If your instrument does not contain any of the federally listed materials, consider now whether you plan to purchase an instrument or raw materials that appear on the list. Learning about and observing USFWS guidelines (click here) prior to departure from the US can save you time, trouble, and lots of money.
The AFM Office of Government Relations, in cooperation with the Congressional Arts Group (CAG), have been meeting regularly since May 2013 with USFWS administrators about federal guidelines, as well as new proposed rules and travel certificates for musical instruments containing rare woods and endangered species components. These high-level meetings at USFWS headquarters came about as a result of several cases of musical instruments being denied re-entry into the US. Prior to departure from the US, the instrument owners were not aware of their obligation under the law to obtain a USFWS exit and re-entry permit, which certifies proof of ownership. The current application can be located here. In addition to customs and border security agents, USCIS and Department of Agriculture agents staff international ports of exit and entry with the express responsibility to identify objects that may violate the law or provisions of the CITES treaty.

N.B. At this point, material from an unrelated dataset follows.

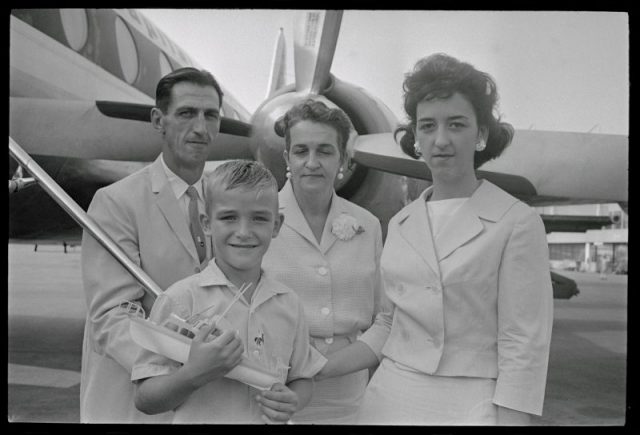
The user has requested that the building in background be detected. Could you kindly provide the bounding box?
[536,203,628,274]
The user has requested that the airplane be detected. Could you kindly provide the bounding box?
[9,9,628,300]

USFWS is working on new rules. But, more importantly, the service has now stepped up enforcement of current rules. As a courtesy, the department has been meeting and working with the AFM and CAG about a new musical instrument passport and new administrative rule-making that will allow exit and re-entry into the US. The process is currently in the public comment period and the AFM is reviewing new certificate language and forms connected with the pending Musical Instrument Passport application (click here).
Note: For those with an interest, it was settled that the recent confiscation and destruction of prized bamboo flutes at JFK Airport was done under the auspices of Department of Agriculture rules that also define prohibited or banned substances. This agency also requires certification prior to departure and for re-entry back into the US (click here).

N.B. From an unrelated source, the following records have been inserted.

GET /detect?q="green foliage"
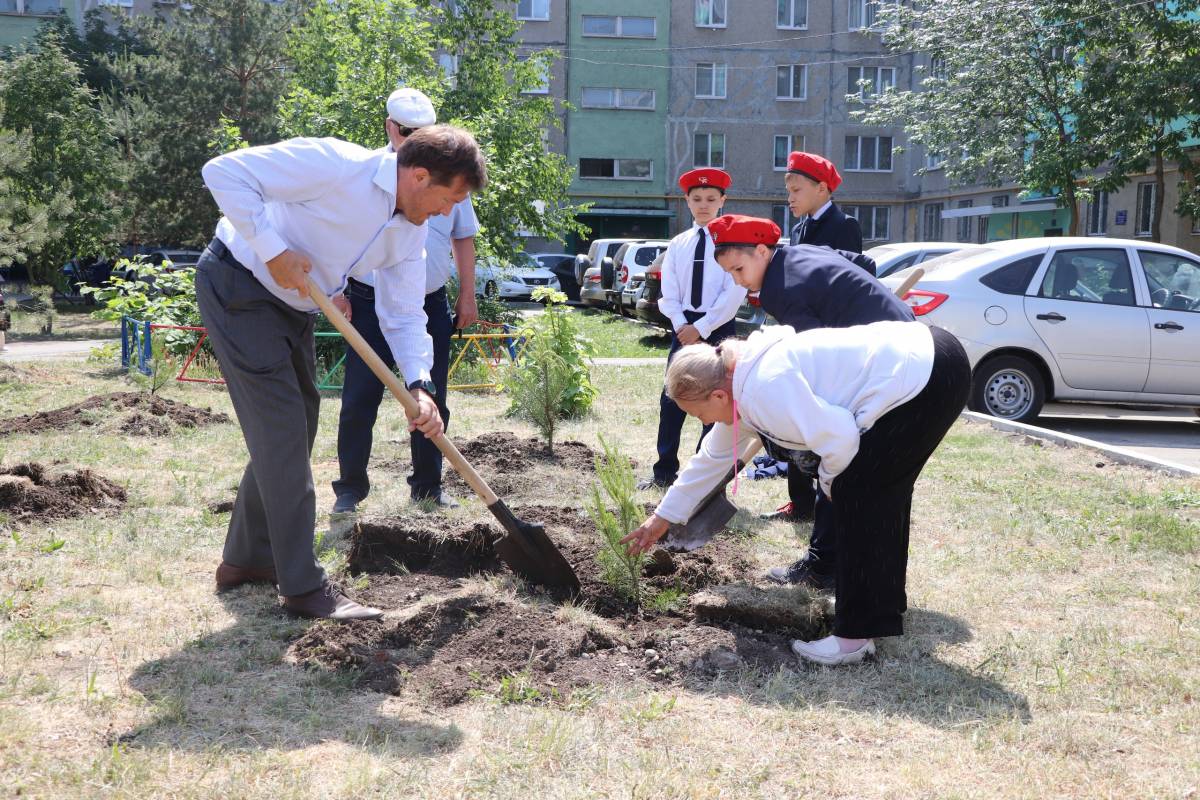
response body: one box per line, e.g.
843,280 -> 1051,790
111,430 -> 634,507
496,670 -> 544,705
503,288 -> 595,452
588,436 -> 646,606
0,32 -> 120,283
82,258 -> 203,358
0,122 -> 50,270
646,587 -> 686,613
24,287 -> 56,335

Call to Action on African Ivory
On February 25, 2014, the USFWS, under the auspices of the US Department of the Interior, issued a directive outlining sweeping new administrative actions to strengthen US trade controls for elephant ivory, rhinoceros horn, and parts and products of other species listed under the Endangered Species Act (ESA) (click here). Many stringed instruments and some brass instruments will be impacted by this new directive. Frequently asked questions relating to this new directive are answered by following this link.
This recently created federal rule went into effect immediately. The Congressional Arts Group and the AFM have both raised questions as to how these rules actually apply to musical instruments containing minimal portions of this newly banned substance and made prior to February 26, 1976. The AFM Office of Government Relations is working with a group of nationally recognized organizations. We have dovetailed our efforts on this issue with our ongoing USFWS discussions about CITES regulations and the instrument passport.